When swallowed whole, these nuts can sometimes cause obstruction in the intestines as well so be sure to keep them away from your fur babies, especially the mouth-watering flavoured ones.
What’s not to like about a little egg nog during Christmas? When it ends up in your dog’s tummy of course! Dogs are likely to be more sensitive to ethanol than humans so even small amounts ingested can cause problems. Alcoholic drinks when consumed can cause drowsiness, wobbly back feet, low body temperature and blood sugar, seizures and coma in the worst-case scenario.
After much begging and puppy eyes showing at the dining table you decide to share the ham bone from your Christmas lunch with your pet; BAD IDEA. Not only the fattiness of the marrow of the bone can cause pancreatitis, cooked bones are brittle and splinter easily so the bigger pieces can cause an obstruction whilst tiny pieces can cause irritation or laceration in the gut.
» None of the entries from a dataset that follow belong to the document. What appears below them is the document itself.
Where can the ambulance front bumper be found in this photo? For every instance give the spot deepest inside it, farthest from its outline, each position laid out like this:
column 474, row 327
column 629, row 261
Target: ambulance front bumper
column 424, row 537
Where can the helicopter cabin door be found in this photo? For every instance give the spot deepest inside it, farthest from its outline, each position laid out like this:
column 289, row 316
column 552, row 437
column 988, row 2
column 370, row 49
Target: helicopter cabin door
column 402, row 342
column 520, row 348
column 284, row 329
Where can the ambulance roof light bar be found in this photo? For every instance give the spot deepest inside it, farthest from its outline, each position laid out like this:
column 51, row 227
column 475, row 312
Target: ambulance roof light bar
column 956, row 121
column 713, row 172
Keep the bins cleared to prevent stealing as well.
6. Allium species
The Allium family includes onions, garlic, leeks, shallots and chives. They all contain a substance that can breakdown red blood cells when consumed leading to anaemia. Signs of illness may include vomiting, diarrhoea, dullness, lethargy, off their food or rapid breathing, sometimes these signs may not show up until a few days later so keep allium based dishes, stuffing and gravies away from your pets.
7. Rich fatty foods
Fat trimmings off your Christmas roast, a piece of fatty meat off the dinner plate can all cause pancreatitis in cats and dogs if too much consumed. Sometimes even the smallest amounts can cause them to have a serious and painful bout of vomiting, diarrhea and sore belly so be mindful of what Christmas treats your pets are getting.
8. Blue cheese
Blue cheeses are stinky but tasty to some people and likely to appeal to some dogs and cats as well. They contain roquefortine C, a substance produced by a fungus used to make blue cheeses. Dogs appear to be sensitive to roquefortine C, they can show signs of vomiting, agitation, tremors and even seizures when ingested.
Avocados can sometimes cause mild toxicity in cats and dogs. Signs such as vomiting, and diarrhea may present. The main concern would be when the seed is swallowed! It is almost guaranteed that gut obstruction will happen so be careful to keep avocados away from your pets!
10. Mouldy foods
Last but not least, mouldy foods can cause intoxication in your pets. For owners that have fur babies who double as a bin raider, be sure to keep the trash cans in the kitchen area inaccessible to them or clear the trash away promptly. When mouldy foods are consumed, your cat or dog may show signs of muscle tremors and seizures. If you are composting your food scraps, make sure they are in a sealed container.
Other things to be mindful of as well are Christmas baubles and tinsel on your Christmas tree, gift wrap, silica gel sachets and batteries as these items can cause blockage in the gut if eaten. Chewing on batteries can also cause chemical burns or even heavy metal poisoning in some cases. Plants such as poinsettia are also mildly toxic and can cause excessive salivation and vomiting if chewed on.
So there you have it, a naughty list of foods that needs to be kept away from your pets if you don’t fancy a trip to the vets during Christmas! If you are concerned that your fur babies have eaten something that they shouldn’t have, be sure to contact your veterinarian. Make sure that you have as much information as possible about the food or items ingested as you can on hand to facilitate diagnosis and treatment. Do not attempt to make your cat or dog sick at home as this can sometimes cause other complications that can make the situation worse.